– И мы будем на полене спать? В корыте разве лучше?
– Я про радость говорю сердечную. Ее не разбудишь никакими колачами и мягкими диванами. Иванов дарил радость всем. – Ротман вдруг опамятовался, потух голосом. Он почувствовал, что крепко остыл в настуженной каморе, и плечи будто покрылись изморосью, липкой, как обойный клей. И торопливо заключил: – И фамилия у тебя ладная, и имячко. Не греши, пожалуйста, на имя. Ну как по святцам. Была когда-то мадам Бовари, а теперь живет на свете Миледи Ротман. И все у нас хорошо, дорогой человечек, все ладно. Главное, не трусь! Обещаю: сына родишь – и в тот же день эту избу раскатаю, если не съедем отсюда, и своими руками соберу новую. Миля, не буди во мне дьявола, чтобы я, однажды обозлясь на весь мир, не пропел тебе: «Я искал в этой женщине счастья и нечаянно гибель нашел…»
– Прости, Ваня, прости… Ты все, наверное, знаешь наперед, у тебя все по полочкам разложено. Ты не живешь одним днем, а будто на скрипке играешь. Наверное, в рай ладишь? – неуверенно предположила Миледи, отчего-то устрашаясь мужа, словно заглянула в его глубину. – А меня в рай не примут, меня начальники всегда не любили. А на небе самый большой Господин. Вариться, знать, мне в большом котле, вариться да подскакивать. А тебе яблочки кушать в раю. Ты-то яблок не любишь, вот тебе и есть да беседы с добрыми душами вести. Меня-то с тобою там не будет. Вот пока рядом, веди беседы, наставляй и спасай дурочку. Чтобы мне посулилось неразлучно быть на сем свете… Да чую, нигде добром мне не живать.
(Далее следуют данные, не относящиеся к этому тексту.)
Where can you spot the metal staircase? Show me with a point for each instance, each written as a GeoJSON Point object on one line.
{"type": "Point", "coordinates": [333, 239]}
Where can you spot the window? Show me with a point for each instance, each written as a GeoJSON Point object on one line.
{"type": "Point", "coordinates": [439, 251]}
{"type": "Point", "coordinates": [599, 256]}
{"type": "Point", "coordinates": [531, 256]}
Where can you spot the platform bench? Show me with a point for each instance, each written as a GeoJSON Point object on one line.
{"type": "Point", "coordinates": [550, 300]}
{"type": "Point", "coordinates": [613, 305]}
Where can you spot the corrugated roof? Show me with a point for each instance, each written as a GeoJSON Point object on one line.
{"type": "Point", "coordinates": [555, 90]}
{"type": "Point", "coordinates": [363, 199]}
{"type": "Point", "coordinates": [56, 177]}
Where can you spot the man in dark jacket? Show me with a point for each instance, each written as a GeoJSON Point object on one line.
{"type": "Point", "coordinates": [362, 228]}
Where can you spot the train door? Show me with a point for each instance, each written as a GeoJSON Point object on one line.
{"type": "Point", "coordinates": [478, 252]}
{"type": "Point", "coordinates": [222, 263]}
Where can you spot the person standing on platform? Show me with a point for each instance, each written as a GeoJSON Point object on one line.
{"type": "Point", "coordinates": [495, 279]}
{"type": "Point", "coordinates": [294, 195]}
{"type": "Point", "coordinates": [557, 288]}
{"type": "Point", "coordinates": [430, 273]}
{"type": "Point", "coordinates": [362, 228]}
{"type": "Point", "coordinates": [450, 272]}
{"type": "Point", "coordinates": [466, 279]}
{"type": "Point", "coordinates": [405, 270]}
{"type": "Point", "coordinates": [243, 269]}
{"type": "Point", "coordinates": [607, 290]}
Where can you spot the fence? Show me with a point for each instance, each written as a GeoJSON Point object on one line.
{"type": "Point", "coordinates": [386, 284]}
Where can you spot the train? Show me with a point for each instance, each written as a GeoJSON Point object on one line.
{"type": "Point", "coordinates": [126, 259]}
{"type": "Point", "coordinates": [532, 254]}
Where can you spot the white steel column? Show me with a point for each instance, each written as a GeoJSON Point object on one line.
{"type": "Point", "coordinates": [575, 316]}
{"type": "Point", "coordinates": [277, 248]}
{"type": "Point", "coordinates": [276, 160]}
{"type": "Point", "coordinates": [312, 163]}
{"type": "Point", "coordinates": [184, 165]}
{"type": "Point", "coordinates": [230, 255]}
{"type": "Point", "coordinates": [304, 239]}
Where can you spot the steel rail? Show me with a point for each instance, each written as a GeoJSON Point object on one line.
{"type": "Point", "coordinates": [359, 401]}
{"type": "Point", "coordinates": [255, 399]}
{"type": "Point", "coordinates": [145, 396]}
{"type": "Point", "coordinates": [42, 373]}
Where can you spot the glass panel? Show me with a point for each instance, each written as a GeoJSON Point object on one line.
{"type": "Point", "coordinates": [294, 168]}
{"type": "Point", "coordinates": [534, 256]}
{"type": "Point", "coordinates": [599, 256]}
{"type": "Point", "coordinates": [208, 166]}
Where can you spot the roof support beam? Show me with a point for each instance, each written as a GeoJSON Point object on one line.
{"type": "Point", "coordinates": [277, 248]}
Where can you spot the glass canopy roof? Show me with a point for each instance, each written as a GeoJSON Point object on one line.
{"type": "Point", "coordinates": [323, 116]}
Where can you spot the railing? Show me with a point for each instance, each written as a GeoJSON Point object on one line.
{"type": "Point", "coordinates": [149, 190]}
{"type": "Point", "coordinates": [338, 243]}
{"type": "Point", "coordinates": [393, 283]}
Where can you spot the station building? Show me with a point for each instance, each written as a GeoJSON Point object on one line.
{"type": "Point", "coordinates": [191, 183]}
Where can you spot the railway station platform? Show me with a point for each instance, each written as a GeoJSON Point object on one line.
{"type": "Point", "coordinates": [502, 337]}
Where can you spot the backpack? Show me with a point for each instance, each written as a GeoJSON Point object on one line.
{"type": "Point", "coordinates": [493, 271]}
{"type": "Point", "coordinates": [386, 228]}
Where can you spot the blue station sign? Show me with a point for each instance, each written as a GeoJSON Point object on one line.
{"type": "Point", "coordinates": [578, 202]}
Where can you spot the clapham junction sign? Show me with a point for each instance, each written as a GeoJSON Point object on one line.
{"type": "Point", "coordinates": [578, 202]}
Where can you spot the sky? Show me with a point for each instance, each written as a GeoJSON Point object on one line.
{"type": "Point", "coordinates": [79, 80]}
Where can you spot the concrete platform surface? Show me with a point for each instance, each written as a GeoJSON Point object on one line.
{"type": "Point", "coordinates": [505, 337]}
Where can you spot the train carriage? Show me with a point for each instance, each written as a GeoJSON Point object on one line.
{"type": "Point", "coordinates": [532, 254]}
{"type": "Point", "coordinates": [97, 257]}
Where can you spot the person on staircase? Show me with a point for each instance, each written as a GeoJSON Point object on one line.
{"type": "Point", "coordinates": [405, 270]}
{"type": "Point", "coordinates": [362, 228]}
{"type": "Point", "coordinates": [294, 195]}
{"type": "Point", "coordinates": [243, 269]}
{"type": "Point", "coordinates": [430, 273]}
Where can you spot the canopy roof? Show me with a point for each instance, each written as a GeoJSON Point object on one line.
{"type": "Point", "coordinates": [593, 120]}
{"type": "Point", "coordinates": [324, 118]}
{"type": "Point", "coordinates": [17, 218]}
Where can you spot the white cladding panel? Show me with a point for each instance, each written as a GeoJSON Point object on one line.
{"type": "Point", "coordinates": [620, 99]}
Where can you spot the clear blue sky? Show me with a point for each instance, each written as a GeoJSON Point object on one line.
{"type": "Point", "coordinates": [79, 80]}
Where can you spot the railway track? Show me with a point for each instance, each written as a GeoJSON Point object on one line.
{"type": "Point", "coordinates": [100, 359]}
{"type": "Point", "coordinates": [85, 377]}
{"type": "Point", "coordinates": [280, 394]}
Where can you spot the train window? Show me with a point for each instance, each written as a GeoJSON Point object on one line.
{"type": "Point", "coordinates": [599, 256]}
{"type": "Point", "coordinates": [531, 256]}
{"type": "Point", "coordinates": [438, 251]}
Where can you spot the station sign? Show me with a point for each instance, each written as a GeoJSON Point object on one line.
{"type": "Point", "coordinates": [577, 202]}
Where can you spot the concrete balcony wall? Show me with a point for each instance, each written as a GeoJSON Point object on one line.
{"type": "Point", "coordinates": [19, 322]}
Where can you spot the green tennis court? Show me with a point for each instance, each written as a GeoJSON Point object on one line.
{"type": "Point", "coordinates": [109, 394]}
Миледи несла околесицу, чтобы заглушить саму память о грешном сне; будто заглянула в будущее и словно прикоснулась к запретному плоду. Ротман внимательно, как-то счужа оглядел лицо жены, будто веком не видал его: нос горбатый, выступистый, губы розовыми лопухами, зеленые глаза нараскосяк, на голове рыжие лохмы. И показалась Миледи такой ведьмою, что Иван вздрогнул и обреченно подумал: «И неужели мне с этой бабою до самой смерти спать?» Но тут же подавил в себе разладицу и, как бы боясь, что жена прочитает кощунные мысли, подтрунил мягко, заискивая:
– Миленькая, ты вроде бы не косорылая, а внутри у тебя шесть на десять, все наперекосяк слеплено. Мы еще только сливки медовые пробуем, а ты уже про смерть. Иль наснилось худое?
– А ты меня, дуру, не слушай. Меня, Ваня, лупить надо кажинный Божий день иль занять таким делом, чтобы я уставала до отупения. Такая у меня скверная натура, мерзейшая, можно сказать. Может, я устала жить со своей натурою, вот и запехалась к тебе в охапку.